2 Live Stews
- Genre: Sports radio
- Country of origin: United States
- Language: English
- Home station: WQXI
- Hosted by: Doug Stewart Ryan Stewart
- Produced by: Malcolm Brown Keith Allen
- Recording studio: WQXI, Atlanta, Georgia
- Original release: 2001 – 2012
- Website: www.2livestews.com

= 2 Live Stews =

Former American radio show

The 2 Live Stews was an American syndicated sports talk radio show originating from WQXI (AM) 790 The Zone, in Atlanta, Georgia hosted by brothers Doug and Ryan Stewart.

==The hosts and cast==

Both brothers were born and raised in Moncks Corner, South Carolina. Doug Stewart is a former running back at Newberry College who then transferred to South Carolina State University where he graduated. He was also a former sports agent, mortgage lender, and Foot Action USA store manager. Ryan Stewart (RJR) is a former Georgia Tech All-American and Detroit Lions football player. The brothers are members of Omega Psi Phi fraternity. The Stewart brothers both currently reside in Atlanta, and they support the local Atlanta charities, particularly Big Brothers, Big Sisters.

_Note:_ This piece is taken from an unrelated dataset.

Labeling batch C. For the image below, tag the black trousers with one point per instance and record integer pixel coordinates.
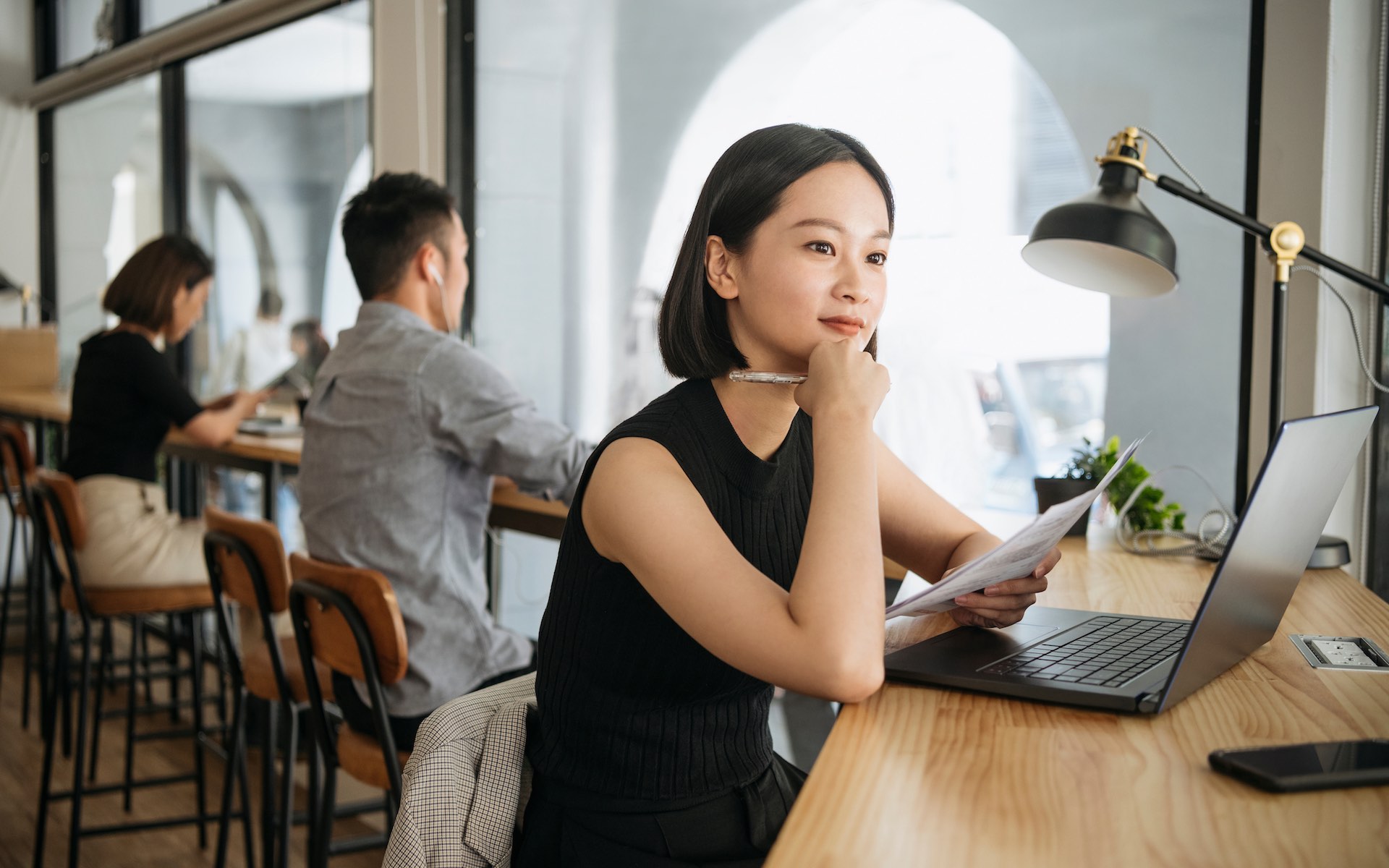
(735, 830)
(357, 714)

Quasimoto (Malcolm Brown) and Opie (Keith Allen) were the in-house producers with the Stews in Atlanta, GA. Marvin Byrd (a.k.a. Marvinsky) was the sound engineer. Kyle and Dave were the sound engineers in Houston, TX.

==History==

Hitting the airwaves in 2001, Doug and Ryan Stewart have taken their hip hop style of sports talk from "the basement to the penthouse." Calling it a "keep it real show," the Stews try to tell the blunt, unvarnished truth, and encourage guests and callers to do the same. The show initially aired in the late evenings, was later moved to mid-days, and then the prime afternoon drive slot. Five years into their gig the 2 Live Stews had become Atlanta-based radio station 790 The Zone's highest-rated show.

In 2004, the Stews were voted "Best Air Talent of the Year" at the Sports Radio Awards presented by ESPN Radio. In 2005, The Stews signed on to do a show for ESPN2, which aired Wednesdays at 12:30am. In October 2005, after months of negotiation, the Stews announced a deal with Radio One and Reach Media to nationally syndicate their show; said deal ended with Radio One's departure from the syndication business in 2007.

On June 4, 2007, the Stews joined ESPN2's morning show First Take (formerly Cold Pizza) as regular contributors to the show. Additionally, they have done some work as analysts in the NFL Live studio.

On September 24, 2007, TV One Network signed The Stews to host Season Two of 'Black Men Revealed', the series that brings together males from all walks of life to frankly discuss and often explore the myths and truths surrounding black men.

==Future of the show==

Original syndicator Syndication One left the syndication business in 2007; the show was subsequently picked up for a time by Sporting News Radio. The station is now off air. The Stews are not working in radio.